Undone
I am not fond of time, reader.
I am 24 now, but I was 23, 22,
12 and 2, an endless cycle of days.
I thought that I had all figured out,
But I know less than I used to at 16
And I am still waiting to grow wings
And fly away, above the skies
Soar unbound above the pale blue
Of a winter day, my long lasting winter.
I am 24 now and I haven't touched the bottom of myself, I don't know,
I am not aware of who I am,
Who I will be and who I will not be.
Time feels like cruelty, chasing me
With a knife down my throat, with the shoulds and must not(s), the unfulfilled
Hobbies, obligations, promises.
They show themselves on my desk,
Begging to be addressed, to have a name
But time flows and doesn't wait for anyone
Except for me, he is sitting next to me
Whispering "Hurry, hurry, you have little left".

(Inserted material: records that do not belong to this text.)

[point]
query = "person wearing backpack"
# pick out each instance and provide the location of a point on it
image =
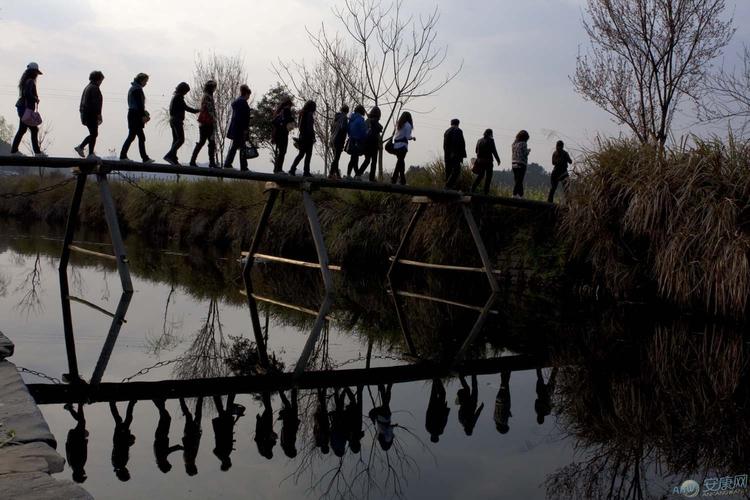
(372, 144)
(357, 132)
(27, 100)
(560, 161)
(454, 148)
(137, 118)
(338, 139)
(306, 137)
(206, 126)
(91, 113)
(520, 161)
(177, 109)
(401, 139)
(283, 120)
(485, 150)
(238, 128)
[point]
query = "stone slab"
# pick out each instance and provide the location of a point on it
(6, 347)
(40, 486)
(18, 411)
(31, 457)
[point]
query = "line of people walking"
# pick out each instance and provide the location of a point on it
(359, 134)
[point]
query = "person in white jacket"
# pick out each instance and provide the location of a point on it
(401, 139)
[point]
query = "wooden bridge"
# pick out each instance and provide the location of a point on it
(423, 198)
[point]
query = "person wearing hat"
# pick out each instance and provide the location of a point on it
(91, 113)
(177, 109)
(454, 148)
(28, 99)
(137, 118)
(485, 150)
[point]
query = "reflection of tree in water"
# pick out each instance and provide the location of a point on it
(206, 355)
(372, 470)
(31, 286)
(168, 339)
(674, 403)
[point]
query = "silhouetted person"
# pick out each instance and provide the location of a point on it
(486, 151)
(372, 144)
(137, 118)
(401, 138)
(191, 435)
(91, 113)
(357, 135)
(321, 424)
(76, 446)
(339, 129)
(543, 403)
(122, 440)
(306, 139)
(265, 437)
(289, 416)
(520, 162)
(467, 398)
(223, 425)
(162, 450)
(206, 126)
(353, 415)
(381, 417)
(239, 126)
(454, 149)
(560, 161)
(338, 423)
(177, 110)
(28, 100)
(283, 120)
(502, 404)
(437, 411)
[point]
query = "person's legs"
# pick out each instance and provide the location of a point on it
(353, 164)
(230, 155)
(488, 178)
(22, 128)
(308, 157)
(126, 145)
(282, 143)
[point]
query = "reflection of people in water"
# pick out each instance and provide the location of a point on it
(437, 411)
(543, 403)
(223, 426)
(122, 440)
(321, 425)
(467, 398)
(76, 446)
(191, 435)
(338, 423)
(381, 417)
(289, 423)
(353, 416)
(502, 403)
(265, 437)
(162, 450)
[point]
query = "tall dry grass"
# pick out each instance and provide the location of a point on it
(674, 222)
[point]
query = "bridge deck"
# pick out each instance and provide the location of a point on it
(282, 180)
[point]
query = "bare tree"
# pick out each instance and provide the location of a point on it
(229, 73)
(728, 93)
(398, 55)
(325, 85)
(646, 55)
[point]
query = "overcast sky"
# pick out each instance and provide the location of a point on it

A sense that one day my thoughts will catch me up
And that all the time I wasted will be going down the drain.
"I can still use some time" I tell myself as the beating heart inside my chest skips a beat
And time feels closer and closer to his end.

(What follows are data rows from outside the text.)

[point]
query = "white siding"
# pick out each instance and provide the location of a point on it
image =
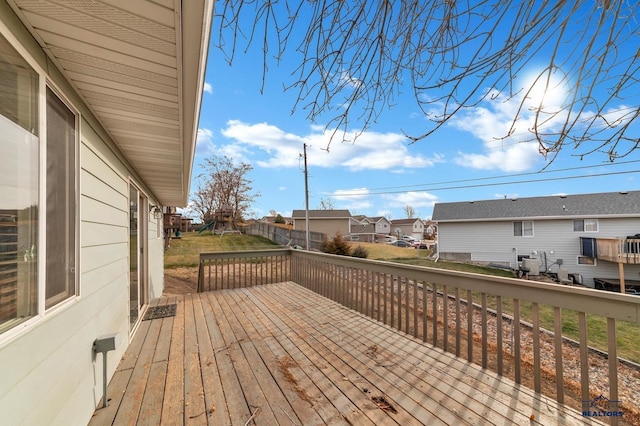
(493, 242)
(47, 369)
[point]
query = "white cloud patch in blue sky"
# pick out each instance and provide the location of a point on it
(372, 151)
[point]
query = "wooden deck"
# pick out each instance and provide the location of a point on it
(281, 354)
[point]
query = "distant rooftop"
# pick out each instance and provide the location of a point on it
(579, 205)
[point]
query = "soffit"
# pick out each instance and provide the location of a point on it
(139, 67)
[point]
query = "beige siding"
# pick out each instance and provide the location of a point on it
(326, 226)
(49, 375)
(554, 239)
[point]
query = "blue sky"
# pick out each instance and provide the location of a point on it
(381, 172)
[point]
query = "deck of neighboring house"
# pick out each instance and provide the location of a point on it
(282, 354)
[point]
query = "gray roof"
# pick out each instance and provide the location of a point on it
(579, 205)
(322, 214)
(405, 221)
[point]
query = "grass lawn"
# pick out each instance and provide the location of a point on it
(185, 252)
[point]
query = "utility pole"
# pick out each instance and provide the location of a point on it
(306, 199)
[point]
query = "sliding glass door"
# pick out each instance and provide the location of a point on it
(137, 253)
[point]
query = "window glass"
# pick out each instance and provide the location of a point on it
(591, 225)
(523, 229)
(18, 89)
(584, 260)
(61, 137)
(586, 225)
(19, 178)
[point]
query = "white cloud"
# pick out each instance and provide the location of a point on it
(355, 199)
(414, 199)
(204, 142)
(509, 145)
(371, 151)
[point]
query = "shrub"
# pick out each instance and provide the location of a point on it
(337, 245)
(360, 252)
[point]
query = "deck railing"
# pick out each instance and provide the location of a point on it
(493, 321)
(239, 269)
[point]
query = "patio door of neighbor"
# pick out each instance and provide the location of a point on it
(138, 278)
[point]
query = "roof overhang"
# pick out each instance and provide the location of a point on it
(139, 66)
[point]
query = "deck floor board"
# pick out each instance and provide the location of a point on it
(281, 354)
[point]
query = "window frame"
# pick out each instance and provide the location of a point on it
(74, 173)
(584, 225)
(522, 228)
(44, 83)
(594, 263)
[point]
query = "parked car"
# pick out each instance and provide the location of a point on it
(400, 243)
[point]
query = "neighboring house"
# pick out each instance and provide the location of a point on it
(549, 229)
(329, 222)
(411, 227)
(369, 229)
(99, 105)
(382, 225)
(430, 229)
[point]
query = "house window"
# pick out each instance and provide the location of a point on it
(24, 293)
(585, 260)
(61, 201)
(19, 178)
(523, 229)
(585, 225)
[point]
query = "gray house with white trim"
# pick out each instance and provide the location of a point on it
(99, 109)
(551, 229)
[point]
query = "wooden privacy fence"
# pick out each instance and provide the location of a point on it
(493, 321)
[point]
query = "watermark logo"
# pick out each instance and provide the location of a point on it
(601, 406)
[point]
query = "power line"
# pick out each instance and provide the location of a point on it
(496, 183)
(511, 175)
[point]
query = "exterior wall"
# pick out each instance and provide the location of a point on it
(415, 229)
(383, 227)
(49, 373)
(326, 226)
(493, 242)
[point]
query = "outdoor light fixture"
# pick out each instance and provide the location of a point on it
(157, 211)
(104, 344)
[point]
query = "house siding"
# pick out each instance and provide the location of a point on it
(49, 374)
(493, 242)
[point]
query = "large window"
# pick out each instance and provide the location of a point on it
(23, 292)
(61, 201)
(585, 225)
(19, 176)
(523, 229)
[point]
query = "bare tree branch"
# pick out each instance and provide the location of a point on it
(355, 57)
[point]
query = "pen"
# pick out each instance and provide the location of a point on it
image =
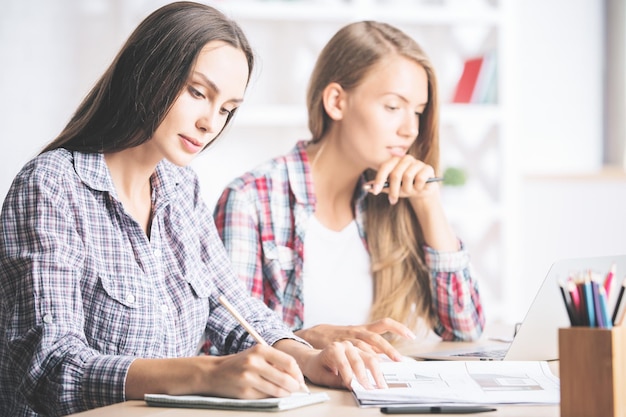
(386, 183)
(452, 409)
(231, 309)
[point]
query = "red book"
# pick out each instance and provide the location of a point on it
(467, 82)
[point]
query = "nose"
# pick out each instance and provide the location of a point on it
(209, 120)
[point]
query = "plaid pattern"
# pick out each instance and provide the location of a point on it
(83, 291)
(262, 217)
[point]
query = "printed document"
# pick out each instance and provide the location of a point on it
(460, 382)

But I am only 24, I am late to the big chase of life
As I see people reaching the highest mountains
While I am still learning how to walk on my feet
And while others are running and feasting on their own abundant banquet,
I am still eating from the ground of mother earth.
Time is rushing but will time come?
Sit down with me, gently scroll me and say: "It's over now, you can rest".
Will my time come, when I can stop running
After one thought, after one idea, after one inspiration, as if it could save me from being undone?